解約前に確かめる項目(データの取り出し、請求の締め、引き継ぎ)は業務サービスを解約する前に、データ・請求・権限・連携解除を確認するにあります。通知書は、それらの確認が済んでから出します。
3. 今日使うAI・道具
使うのはChatGPTと、解約する契約の契約書(とくに解約条項と通知先)です。
ChatGPTには、架空の練習例から空欄の型だけを作らせます。契約書の実物、契約先の会社名、契約番号、金額は入力しません。
4. 実際にやってみる
1. 契約書の解約条項を読む
予告期間、通知の方法と宛先、解約日の決まり方、違約金や精算の定め、返却物。分からない箇所は、契約先か社内の担当に確認します。
2. 解約日を逆算する
予告期間から、通知が相手に届くべき期限を出します。「〇月末で解約するなら、〇月〇日までに到着」の形です。郵送なら到着日、指定様式なら受付日で数えます。
3. 固定の練習例で空欄の型を作る
実在の企業や契約とは無関係な「町内読書会が借りている会場の利用契約を終える」という固定の練習例だけを使い、
解約通知書の空欄の型を作ってください。
項目は「表題」「通知日」「宛先(契約先)」「通知者(契約者名・担当・連絡先)」「対象の契約(契約名・契約番号・契約日)」「解約日」「根拠(契約書の条項番号)」「返却物と精算の確認」「解約に伴う手続きの問い合わせ先」です。
解約の理由の欄は作らないでください。
会社名、契約番号、日付、金額、氏名は書かず、すべて空欄にしてください。
4. 通知の方法を契約どおりにする
書面が必要なら書面で、指定様式があればそれで、メール可ならメールで送り、届いたことを確かめます。控えを保管します。
5. 解約後の請求と返却を確かめる
最終の請求書、日割りの精算、返却した物の受領を確認し、解約が完了した記録を残します。
5. 完成例
以下は架空例です。契約書の条項番号や日付は、実際の契約書から転記する前提の空欄です。
解約通知書
[通知日]
[契約先の会社名]御中
[自社名]
[部署・氏名](電話:[番号])
下記の契約について、契約書第[条]に基づき、解約をご通知いたします。
対象の契約:[契約名](契約番号:[番号]、契約日:[日付])
解約日:[日付]
根拠:契約書第[条](解約の予告期間[期間])
解約に伴い、貸与品[品名]は[日付]までに返却いたします。
最終のご請求および精算については、ご案内をお願いいたします。
本件に関するお問い合わせ先:[部署・氏名・連絡先]
理由は書かず、契約書の条項と解約日が中心です。
6. 使うときの注意
予告期間を過ぎてからの通知は、解約日がずれたり、追加の費用が発生したりします。期限が近いときは、先に電話で連絡し、書面を追って送ります。

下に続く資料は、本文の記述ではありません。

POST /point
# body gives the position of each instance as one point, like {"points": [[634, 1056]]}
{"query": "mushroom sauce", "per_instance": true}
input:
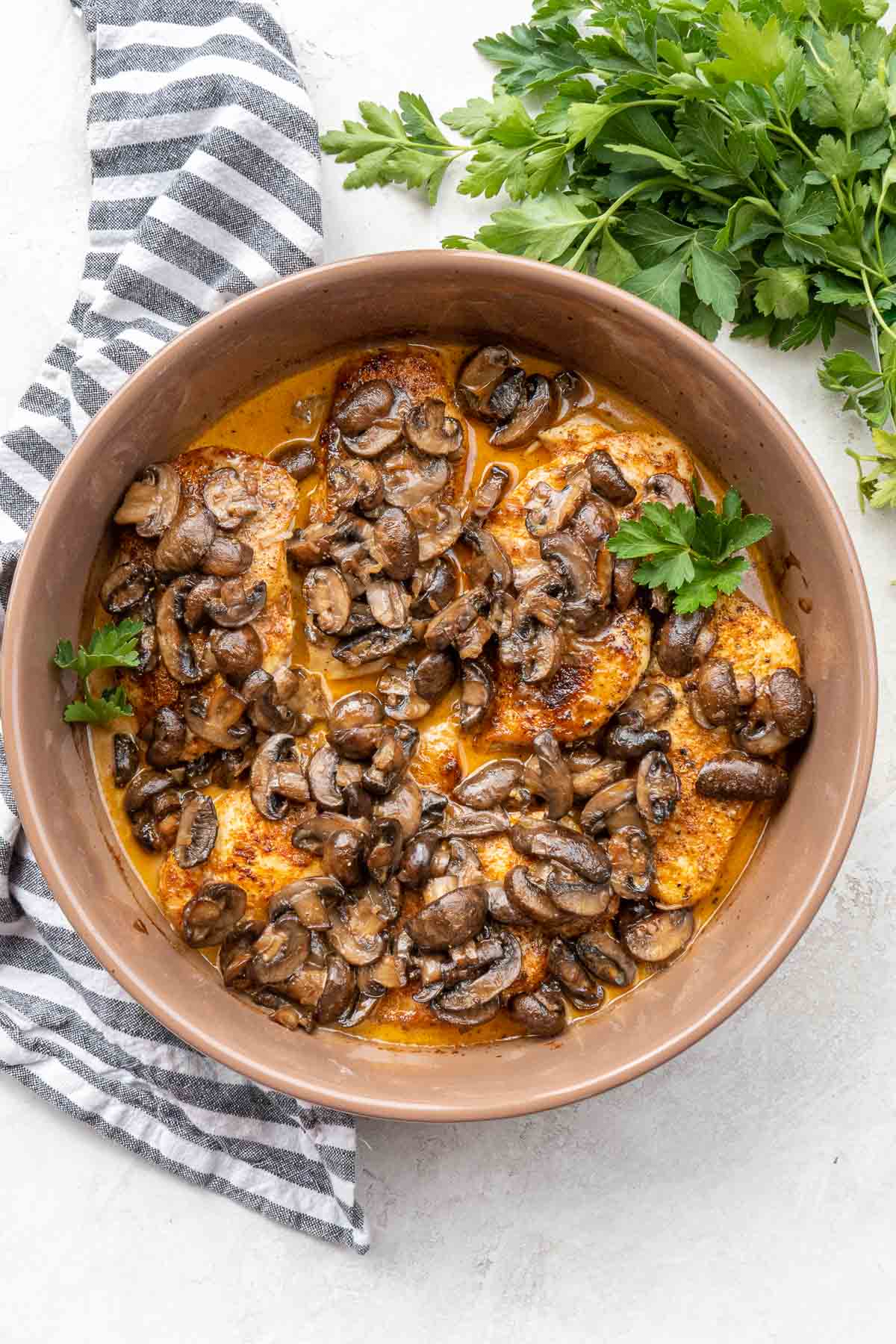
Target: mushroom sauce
{"points": [[413, 757]]}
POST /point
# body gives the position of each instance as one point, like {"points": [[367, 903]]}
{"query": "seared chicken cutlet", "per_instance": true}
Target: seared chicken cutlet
{"points": [[694, 844], [274, 492], [253, 853], [605, 668]]}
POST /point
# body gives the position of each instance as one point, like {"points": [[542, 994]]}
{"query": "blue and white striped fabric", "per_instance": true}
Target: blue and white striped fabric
{"points": [[206, 184]]}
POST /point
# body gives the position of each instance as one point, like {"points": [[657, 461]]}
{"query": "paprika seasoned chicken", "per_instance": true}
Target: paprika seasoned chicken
{"points": [[435, 765]]}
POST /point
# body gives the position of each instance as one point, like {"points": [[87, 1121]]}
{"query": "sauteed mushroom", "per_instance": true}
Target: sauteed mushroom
{"points": [[432, 432], [608, 480], [237, 652], [125, 759], [186, 541], [535, 413], [213, 914], [735, 776], [659, 788], [127, 585], [226, 557], [168, 734], [198, 830], [659, 936], [355, 725], [361, 410], [606, 959], [327, 598], [491, 385], [277, 777], [152, 500], [450, 920], [541, 1012], [227, 499]]}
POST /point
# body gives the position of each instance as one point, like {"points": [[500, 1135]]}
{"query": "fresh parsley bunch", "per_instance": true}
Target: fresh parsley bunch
{"points": [[691, 551], [112, 647], [727, 164]]}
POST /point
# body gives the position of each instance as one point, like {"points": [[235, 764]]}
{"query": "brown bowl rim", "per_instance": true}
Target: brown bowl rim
{"points": [[408, 265]]}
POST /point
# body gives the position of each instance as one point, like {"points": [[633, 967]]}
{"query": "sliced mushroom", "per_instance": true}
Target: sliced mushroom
{"points": [[227, 558], [608, 480], [432, 432], [630, 853], [405, 806], [491, 785], [494, 981], [408, 479], [296, 458], [578, 986], [237, 652], [477, 692], [736, 777], [280, 951], [653, 700], [213, 914], [491, 385], [355, 484], [438, 529], [321, 777], [606, 801], [555, 780], [227, 499], [629, 738], [361, 409], [491, 564], [198, 830], [541, 1014], [396, 544], [127, 585], [144, 786], [125, 756], [548, 510], [152, 500], [450, 920], [489, 492], [308, 900], [277, 777], [675, 647], [178, 651], [667, 490], [167, 738], [605, 959], [355, 726], [561, 844], [327, 598], [659, 788], [591, 772], [237, 605], [390, 604], [536, 411], [186, 541], [659, 936]]}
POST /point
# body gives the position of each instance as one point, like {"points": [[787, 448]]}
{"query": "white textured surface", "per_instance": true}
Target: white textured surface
{"points": [[744, 1192]]}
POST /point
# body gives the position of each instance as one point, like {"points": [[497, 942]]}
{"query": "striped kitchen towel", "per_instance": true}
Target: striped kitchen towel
{"points": [[205, 186]]}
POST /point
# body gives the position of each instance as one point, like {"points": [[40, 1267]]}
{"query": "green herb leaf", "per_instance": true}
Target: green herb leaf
{"points": [[691, 551]]}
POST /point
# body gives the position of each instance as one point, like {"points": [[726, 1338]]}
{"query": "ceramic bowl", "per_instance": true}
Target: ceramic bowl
{"points": [[677, 376]]}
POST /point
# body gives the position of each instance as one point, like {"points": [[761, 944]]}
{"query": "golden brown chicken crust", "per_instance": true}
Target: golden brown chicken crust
{"points": [[578, 699], [267, 531], [252, 851], [692, 847]]}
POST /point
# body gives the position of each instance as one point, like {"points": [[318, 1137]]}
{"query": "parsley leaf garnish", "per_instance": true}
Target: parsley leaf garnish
{"points": [[691, 551], [727, 161], [111, 647]]}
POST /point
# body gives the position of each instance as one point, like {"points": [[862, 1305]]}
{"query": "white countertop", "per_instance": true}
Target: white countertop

違約金や損害賠償の条項がある契約は、通知の前に社内の責任者や契約担当に確認します。
解約と同時に、社内のアカウント停止、支払いの停止、関連する契約(連動するサービス)の扱いも確認します。
7. 今日できたこと
- 契約書の解約条項を先に読めた。
- 解約日を予告期間から逆算できた。
- 五つの項目で通知書を作れた。
- 契約書の実物や会社名をAIへ渡さずに済んだ。
8. ほー先輩の一言
ほー先輩:解約の揉め事は、たいてい予告期間と方法の見落としや。契約書の一行を写すだけで防げるんやから、そこから始めよな。